I try to use eval() in a local scope of a function. However it always evaluate in the global scope.
Self contained examples:
1- This code works:
var1 = 1
var2 = 2
var3 = 3
myDict = dict((name, eval(name)) for name in ["var1",
"var2",
"var3"])
print(myDict["var1"])
2- Throws NameError
for lvar1
def test1():
lvar1 = 1
lvar2 = 2
lvar3 = 3
myDict = dict((name, eval(name)) for name in ["lvar1",
"lvar2",
"lvar3"])
print(myDict["lvar1"])
3- Same outcome as 2.
def test2():
lvar1 = 1
lvar2 = 2
lvar3 = 3
myDict = dict((name, eval(name), locals()) for name in ["lvar1",
"lvar2",
"lvar3"])
print(myDict["lvar1"])
Eval function is mostly used in situations or applications which need to evaluate mathematical expressions. Also if the user wants to evaluate the string into code then can use eval function, because eval function evaluates the string expression and returns the integer as a result.
literal_eval may be a safer alternative. literal_eval() would only evaluate literals, not algebraic expressions.
The Eval function evaluates the string expression and returns its value. For example, Eval("1 + 1") returns 2. If you pass to the Eval function a string that contains the name of a function, the Eval function returns the return value of the function.
Save the result of locals()
(or vars()
) call to return the function's local scope. Otherwise, locals()
inside the generator expression will return the gen-expr's local scope.
def test3():
lvar1 = 1
lvar2 = 2
lvar3 = 3
scope = locals()
myDict = dict((name, eval(name, scope)) for name in [
"lvar1", "lvar2", "lvar3"])
print(myDict["lvar1"])
BTW, you don't need an explicit comprehension to build that dict:
# copy() avoids quirky, unexpected updates if something else (like a debugger)
# accesses locals() or f_locals
myDict = locals().copy() # or vars().copy()
First of all it's important to read this:
The expression argument is parsed and evaluated as a Python expression (technically speaking, a condition list) using the globals and locals dictionaries as global and local namespace.
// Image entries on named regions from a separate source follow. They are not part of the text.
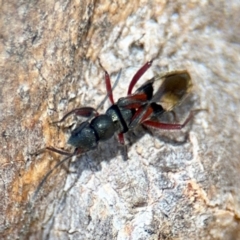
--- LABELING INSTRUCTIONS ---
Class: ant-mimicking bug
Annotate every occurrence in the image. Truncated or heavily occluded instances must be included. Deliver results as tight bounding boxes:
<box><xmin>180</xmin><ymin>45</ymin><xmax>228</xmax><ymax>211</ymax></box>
<box><xmin>33</xmin><ymin>61</ymin><xmax>199</xmax><ymax>199</ymax></box>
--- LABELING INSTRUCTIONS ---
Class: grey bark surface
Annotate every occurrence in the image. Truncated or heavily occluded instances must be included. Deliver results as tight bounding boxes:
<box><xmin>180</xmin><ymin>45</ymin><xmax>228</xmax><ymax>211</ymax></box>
<box><xmin>0</xmin><ymin>0</ymin><xmax>240</xmax><ymax>240</ymax></box>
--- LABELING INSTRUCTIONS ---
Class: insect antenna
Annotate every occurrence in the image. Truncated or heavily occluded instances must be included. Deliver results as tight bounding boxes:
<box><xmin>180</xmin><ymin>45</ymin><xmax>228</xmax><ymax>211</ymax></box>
<box><xmin>30</xmin><ymin>69</ymin><xmax>122</xmax><ymax>203</ymax></box>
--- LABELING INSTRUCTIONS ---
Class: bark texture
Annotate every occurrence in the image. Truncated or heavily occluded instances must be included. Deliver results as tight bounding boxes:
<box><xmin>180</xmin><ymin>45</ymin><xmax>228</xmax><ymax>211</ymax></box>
<box><xmin>0</xmin><ymin>0</ymin><xmax>240</xmax><ymax>240</ymax></box>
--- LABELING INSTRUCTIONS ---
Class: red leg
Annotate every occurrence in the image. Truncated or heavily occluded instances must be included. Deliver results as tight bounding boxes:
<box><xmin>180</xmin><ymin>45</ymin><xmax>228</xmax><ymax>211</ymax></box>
<box><xmin>142</xmin><ymin>110</ymin><xmax>201</xmax><ymax>130</ymax></box>
<box><xmin>30</xmin><ymin>147</ymin><xmax>72</xmax><ymax>156</ymax></box>
<box><xmin>52</xmin><ymin>107</ymin><xmax>98</xmax><ymax>123</ymax></box>
<box><xmin>127</xmin><ymin>60</ymin><xmax>153</xmax><ymax>95</ymax></box>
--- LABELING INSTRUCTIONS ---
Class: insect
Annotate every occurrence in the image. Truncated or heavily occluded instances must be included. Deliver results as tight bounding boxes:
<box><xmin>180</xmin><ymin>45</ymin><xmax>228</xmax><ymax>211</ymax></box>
<box><xmin>31</xmin><ymin>61</ymin><xmax>195</xmax><ymax>201</ymax></box>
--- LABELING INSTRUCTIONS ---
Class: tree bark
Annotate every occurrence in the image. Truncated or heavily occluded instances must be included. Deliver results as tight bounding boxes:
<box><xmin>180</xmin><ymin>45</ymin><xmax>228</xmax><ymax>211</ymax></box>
<box><xmin>0</xmin><ymin>0</ymin><xmax>240</xmax><ymax>240</ymax></box>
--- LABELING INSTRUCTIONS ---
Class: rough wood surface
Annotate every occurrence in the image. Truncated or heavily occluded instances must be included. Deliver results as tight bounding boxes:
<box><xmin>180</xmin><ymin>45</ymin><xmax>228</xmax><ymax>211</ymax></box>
<box><xmin>0</xmin><ymin>0</ymin><xmax>240</xmax><ymax>240</ymax></box>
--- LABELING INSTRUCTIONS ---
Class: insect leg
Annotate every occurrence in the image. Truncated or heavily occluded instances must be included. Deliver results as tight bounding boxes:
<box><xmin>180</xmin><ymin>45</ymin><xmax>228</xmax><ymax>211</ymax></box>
<box><xmin>127</xmin><ymin>60</ymin><xmax>153</xmax><ymax>95</ymax></box>
<box><xmin>30</xmin><ymin>147</ymin><xmax>72</xmax><ymax>156</ymax></box>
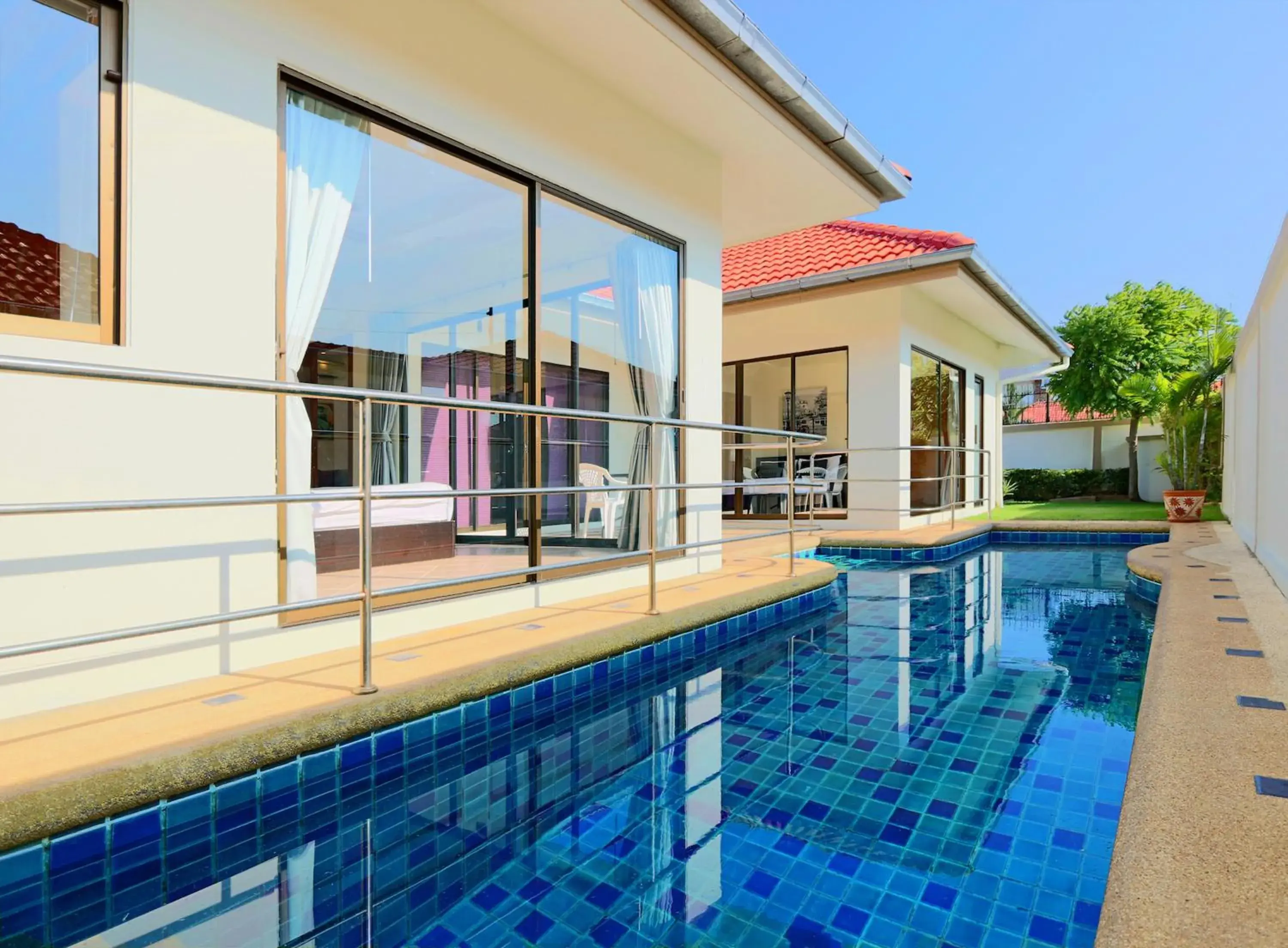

If the globals dictionary is present and lacks
‘__builtins__’
, the current globals are copied into globals before expression is parsed. This means that expression normally has full access to the standard__builtin__
module and restricted environments are propagated. If the locals dictionary is omitted it defaults to the globals dictionary. If both dictionaries are omitted, the expression is executed in the environment whereeval()
is called. The return value is the result of the evaluated expression`.
To start with it is important to note that a generator expression has its own scope(true for a dict-comprehension as well), hence it has its own locals()
dictionary.
This worked because in global scope both globals()
and locals()
dict points to the same dictionary hence the dict constructor can access those variables.
Here we are again calling eval()
with no globals()
and locals()
dict hence it ends up using the global scope and its own local scope(which is empty) and there are no such variable available in any of these scopes.
Remember generators have their own scope so calling locals()
here barely makes any difference, it's an empty dict.
Solution:
def test1():
lvar1 = 1
lvar2 = 2
lvar3 = 3
test1_locals = locals()
myDict = dict((name, eval(name, test1_locals)) for name in ["lvar1",
"lvar2",
"lvar3"])
print myDict
print(myDict["lvar1"])
This worked because we captured test1's locals()
in a variable and then used that dictionary inside of the dictionary comprehension, so it now has access to those variables.